The story is illustrated by episodes in the life of various characters: Galina, an ambitious Komsomol girl, is thrown off course after visiting the American exhibition in Moscow and ends up marrying a rather coarser careerist than she had hoped for. Volodya, her former intended, is sent to Novocherkassk to redeem himself and finds that things take a decided turn for the worse. Nikita Khrushchev is drawn into something he doesn’t understand and finds it turns against him.  An economically rational price increase and finds it ends in bloodshed when accompanied by a cut in pay. A reform plan put to Aleksei Kosygin results in all the changes being adopted as long as everything stays the same.

This is all very interesting from a number of aspects. It contains a lot of interesting and useful material on linear programming and analysis/management science. As well as linear programming, we learn about the importance of working ‘from the problem’ (asking questions and finding out what is really going on ) rather than ‘from the photograph’ (believing what they tell you). The 3% increase in efficiency is perhaps allowed and achievable as a one-off, but is never going to accumulate into qualitative change. Things can change—they must undergo radical reform–as long as they remain the same and nobody is alarmed too much. And the ‘method of balances’ for planning the economy does sound rather like HM Treasury at Budget time, though as ‘a very kind man’ Mokhov would be sadly out of place there.

As a sketch of Soviet economic history I also found the book quite impressive. There are some reservations. The reason that Stalin’s shock industrialisation worked—that the whole thing came off—was that people were desperate to leave the countryside, as the Chinese are now. I think that the thing about products being valued by weight comes from one anecdote about a furniture factory, and I don’t really believe it in connection with heavy (heavy!) machinery.  I think the reason the system finally became unworkable was that in the absence of coercive measures local managers had effectively privatised their enterprises, or at least the gains from them, so you had a centrally-planned system where the centre couldn’t enforce its will.  The ‘supply agent’ Chekuskin also seems to belong to the chaos of the 1930s rather than to the 1960s and anyway bears too close a resemblance to Gogol’s Chichikov for comfort.

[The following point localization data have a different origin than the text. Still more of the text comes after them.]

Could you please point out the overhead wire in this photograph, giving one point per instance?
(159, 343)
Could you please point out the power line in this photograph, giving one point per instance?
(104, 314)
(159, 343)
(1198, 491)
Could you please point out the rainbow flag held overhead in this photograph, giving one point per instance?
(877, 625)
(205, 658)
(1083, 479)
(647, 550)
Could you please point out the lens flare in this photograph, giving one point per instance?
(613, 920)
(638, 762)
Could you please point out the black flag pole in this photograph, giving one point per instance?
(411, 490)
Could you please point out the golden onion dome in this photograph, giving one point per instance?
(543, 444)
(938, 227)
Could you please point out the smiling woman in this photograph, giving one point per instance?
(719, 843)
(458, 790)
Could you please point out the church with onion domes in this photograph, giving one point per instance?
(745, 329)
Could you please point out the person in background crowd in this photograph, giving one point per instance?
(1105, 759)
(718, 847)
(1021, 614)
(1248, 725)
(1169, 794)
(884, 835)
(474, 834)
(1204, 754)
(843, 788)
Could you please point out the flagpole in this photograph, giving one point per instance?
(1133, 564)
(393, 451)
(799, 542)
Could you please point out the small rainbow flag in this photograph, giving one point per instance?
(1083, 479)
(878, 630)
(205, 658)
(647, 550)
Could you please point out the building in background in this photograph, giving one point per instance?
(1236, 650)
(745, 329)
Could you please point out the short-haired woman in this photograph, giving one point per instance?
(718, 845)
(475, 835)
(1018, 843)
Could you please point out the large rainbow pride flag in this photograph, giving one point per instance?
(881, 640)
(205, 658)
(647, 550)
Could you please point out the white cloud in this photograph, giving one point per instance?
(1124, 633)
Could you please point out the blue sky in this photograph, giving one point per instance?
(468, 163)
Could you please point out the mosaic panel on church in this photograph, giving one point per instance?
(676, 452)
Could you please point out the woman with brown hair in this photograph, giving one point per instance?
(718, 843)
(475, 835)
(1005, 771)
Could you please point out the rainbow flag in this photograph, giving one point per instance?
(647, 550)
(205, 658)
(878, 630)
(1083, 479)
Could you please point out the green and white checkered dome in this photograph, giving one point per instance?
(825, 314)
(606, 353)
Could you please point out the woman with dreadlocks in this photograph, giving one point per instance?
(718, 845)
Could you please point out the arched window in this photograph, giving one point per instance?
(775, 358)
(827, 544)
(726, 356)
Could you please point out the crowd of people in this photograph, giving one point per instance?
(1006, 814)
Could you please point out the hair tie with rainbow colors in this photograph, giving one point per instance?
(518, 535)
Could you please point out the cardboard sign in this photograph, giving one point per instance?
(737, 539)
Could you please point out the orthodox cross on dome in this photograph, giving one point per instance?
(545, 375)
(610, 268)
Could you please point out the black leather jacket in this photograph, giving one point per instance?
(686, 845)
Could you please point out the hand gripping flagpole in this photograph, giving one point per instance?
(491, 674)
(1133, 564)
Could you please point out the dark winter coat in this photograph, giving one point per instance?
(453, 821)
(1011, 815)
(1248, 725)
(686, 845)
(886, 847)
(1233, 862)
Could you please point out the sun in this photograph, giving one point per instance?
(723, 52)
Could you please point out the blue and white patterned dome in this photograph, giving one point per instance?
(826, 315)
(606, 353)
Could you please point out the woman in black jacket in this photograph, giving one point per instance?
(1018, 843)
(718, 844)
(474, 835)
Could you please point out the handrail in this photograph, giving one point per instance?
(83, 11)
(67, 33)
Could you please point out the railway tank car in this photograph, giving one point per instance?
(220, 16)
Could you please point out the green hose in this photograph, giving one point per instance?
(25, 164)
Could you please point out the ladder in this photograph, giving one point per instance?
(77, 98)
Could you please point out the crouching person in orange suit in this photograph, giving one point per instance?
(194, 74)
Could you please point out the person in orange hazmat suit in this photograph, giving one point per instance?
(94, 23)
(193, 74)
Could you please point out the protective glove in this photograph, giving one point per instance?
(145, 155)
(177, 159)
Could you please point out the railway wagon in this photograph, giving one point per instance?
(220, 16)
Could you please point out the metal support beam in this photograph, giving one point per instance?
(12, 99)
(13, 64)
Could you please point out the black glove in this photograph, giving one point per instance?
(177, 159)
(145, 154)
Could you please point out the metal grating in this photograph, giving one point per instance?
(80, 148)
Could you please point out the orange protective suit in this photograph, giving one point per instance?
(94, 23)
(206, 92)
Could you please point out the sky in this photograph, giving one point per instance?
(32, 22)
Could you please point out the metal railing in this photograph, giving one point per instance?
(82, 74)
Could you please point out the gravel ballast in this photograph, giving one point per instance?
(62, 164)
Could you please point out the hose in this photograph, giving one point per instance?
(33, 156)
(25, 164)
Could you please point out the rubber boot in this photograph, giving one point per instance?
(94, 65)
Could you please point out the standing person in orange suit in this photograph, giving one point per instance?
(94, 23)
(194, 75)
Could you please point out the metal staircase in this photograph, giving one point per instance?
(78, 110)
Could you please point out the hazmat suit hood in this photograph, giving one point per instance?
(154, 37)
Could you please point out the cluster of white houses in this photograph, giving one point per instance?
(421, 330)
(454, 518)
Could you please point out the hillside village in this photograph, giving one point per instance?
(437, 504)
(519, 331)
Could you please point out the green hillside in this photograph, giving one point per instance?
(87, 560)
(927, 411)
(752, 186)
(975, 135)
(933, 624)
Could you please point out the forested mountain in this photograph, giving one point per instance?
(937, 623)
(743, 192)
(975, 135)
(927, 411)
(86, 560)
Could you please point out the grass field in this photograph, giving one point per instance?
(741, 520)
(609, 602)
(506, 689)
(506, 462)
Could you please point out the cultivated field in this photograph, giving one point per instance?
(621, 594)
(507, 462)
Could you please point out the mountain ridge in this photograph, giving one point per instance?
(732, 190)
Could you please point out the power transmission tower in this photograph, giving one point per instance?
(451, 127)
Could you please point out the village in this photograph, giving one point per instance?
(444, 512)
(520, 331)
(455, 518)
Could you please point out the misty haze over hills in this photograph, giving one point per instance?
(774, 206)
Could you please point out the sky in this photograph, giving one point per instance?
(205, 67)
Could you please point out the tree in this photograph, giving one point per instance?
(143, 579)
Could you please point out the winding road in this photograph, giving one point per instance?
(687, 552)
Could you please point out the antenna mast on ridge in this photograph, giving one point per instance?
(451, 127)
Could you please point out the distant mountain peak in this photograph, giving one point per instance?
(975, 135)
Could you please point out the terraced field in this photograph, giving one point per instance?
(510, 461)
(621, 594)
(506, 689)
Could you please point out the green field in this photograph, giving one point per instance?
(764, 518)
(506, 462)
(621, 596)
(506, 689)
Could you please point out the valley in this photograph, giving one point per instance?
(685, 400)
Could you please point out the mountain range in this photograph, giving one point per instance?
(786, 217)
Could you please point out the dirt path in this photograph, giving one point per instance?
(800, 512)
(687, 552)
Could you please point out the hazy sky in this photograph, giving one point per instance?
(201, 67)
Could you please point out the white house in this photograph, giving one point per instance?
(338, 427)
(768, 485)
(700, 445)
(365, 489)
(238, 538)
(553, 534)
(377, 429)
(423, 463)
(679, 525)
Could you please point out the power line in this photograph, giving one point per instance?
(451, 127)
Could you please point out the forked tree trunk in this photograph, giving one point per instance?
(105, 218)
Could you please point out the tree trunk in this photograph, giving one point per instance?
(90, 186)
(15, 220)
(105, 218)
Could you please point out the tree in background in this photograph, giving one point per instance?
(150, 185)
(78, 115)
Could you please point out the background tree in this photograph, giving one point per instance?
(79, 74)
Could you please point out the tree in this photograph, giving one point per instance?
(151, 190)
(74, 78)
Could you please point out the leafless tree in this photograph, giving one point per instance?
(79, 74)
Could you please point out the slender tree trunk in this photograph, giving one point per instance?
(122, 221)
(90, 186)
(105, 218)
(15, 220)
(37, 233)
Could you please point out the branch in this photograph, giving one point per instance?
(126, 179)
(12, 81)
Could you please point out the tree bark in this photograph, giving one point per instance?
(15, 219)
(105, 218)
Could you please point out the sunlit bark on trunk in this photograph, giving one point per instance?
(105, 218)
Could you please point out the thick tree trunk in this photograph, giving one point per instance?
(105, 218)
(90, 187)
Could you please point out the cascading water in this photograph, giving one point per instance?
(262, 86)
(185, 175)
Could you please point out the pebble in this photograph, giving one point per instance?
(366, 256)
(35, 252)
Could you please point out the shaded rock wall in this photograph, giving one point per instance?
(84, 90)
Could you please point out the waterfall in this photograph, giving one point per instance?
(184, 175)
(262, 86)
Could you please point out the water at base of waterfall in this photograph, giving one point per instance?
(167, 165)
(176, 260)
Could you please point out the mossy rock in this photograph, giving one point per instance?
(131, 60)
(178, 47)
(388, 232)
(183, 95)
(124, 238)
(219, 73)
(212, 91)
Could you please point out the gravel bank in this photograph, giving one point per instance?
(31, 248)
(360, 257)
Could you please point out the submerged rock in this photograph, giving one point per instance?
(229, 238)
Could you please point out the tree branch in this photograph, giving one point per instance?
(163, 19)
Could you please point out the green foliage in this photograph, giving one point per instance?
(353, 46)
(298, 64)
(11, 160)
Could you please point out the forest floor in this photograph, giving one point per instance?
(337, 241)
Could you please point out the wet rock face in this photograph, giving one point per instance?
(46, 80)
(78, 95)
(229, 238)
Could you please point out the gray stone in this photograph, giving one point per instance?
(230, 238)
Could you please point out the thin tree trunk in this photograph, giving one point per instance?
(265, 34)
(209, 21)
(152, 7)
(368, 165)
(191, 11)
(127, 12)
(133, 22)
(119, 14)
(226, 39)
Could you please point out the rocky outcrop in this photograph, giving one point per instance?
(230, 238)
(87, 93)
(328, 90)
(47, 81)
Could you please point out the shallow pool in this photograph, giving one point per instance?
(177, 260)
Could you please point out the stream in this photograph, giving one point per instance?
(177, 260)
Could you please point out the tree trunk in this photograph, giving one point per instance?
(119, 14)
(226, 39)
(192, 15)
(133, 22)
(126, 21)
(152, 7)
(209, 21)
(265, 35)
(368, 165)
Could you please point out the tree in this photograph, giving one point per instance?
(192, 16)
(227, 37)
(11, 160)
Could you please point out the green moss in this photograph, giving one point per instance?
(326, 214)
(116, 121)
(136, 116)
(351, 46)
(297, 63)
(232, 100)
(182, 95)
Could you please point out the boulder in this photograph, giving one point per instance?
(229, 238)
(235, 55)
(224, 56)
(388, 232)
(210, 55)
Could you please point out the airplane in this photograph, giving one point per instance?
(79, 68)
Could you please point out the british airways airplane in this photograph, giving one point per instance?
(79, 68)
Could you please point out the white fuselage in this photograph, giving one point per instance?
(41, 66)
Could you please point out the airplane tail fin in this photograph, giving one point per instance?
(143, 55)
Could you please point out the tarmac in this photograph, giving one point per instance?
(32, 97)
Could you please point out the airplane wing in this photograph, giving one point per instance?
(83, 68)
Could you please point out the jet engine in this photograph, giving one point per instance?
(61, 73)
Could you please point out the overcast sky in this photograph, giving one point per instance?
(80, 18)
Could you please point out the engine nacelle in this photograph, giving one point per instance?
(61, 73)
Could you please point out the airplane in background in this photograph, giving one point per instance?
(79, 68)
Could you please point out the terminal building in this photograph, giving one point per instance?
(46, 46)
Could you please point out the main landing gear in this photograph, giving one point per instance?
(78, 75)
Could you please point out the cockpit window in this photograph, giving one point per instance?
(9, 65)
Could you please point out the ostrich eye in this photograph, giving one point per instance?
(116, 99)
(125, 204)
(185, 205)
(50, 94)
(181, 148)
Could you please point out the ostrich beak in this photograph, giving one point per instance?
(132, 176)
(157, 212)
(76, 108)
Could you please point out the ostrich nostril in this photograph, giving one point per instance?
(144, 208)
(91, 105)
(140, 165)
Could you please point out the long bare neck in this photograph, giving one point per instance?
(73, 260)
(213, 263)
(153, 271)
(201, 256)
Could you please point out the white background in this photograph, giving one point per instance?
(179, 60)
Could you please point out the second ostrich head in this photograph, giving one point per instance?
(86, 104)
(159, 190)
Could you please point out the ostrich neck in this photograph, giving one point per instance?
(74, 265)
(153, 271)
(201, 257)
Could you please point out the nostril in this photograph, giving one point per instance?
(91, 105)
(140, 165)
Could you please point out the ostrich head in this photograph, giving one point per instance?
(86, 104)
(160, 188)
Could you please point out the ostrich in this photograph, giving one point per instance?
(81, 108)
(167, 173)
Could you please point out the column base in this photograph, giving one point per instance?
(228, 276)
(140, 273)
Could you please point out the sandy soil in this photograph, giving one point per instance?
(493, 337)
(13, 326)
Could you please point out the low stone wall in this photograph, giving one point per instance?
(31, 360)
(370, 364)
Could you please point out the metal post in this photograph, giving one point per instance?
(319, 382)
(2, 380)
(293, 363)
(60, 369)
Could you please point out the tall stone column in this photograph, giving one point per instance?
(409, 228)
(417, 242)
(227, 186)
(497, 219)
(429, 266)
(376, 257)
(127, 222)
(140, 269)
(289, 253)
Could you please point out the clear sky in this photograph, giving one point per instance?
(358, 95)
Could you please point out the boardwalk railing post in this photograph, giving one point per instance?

As well as the narrative, the book comes with a comprehensive commentary explaining and justifying the narrative and an exhaustive list of references. The narrative stands as a foetus nourished by the parent body of fact through a placenta of commentary. In the narrative itself, you wonder about the characters—are they the progenitors of the thing that, like Lebedev’s lung cancer, nobody is able to cure, or are they just there to show how the thing affects their lives? I don’t think any of them are that interesting in their own right, independently of the point they’re meant to illustrate.

But still, a very interesting, enjoyable and worthwhile book.  Science fiction where economics is the science is certainly a new one on me!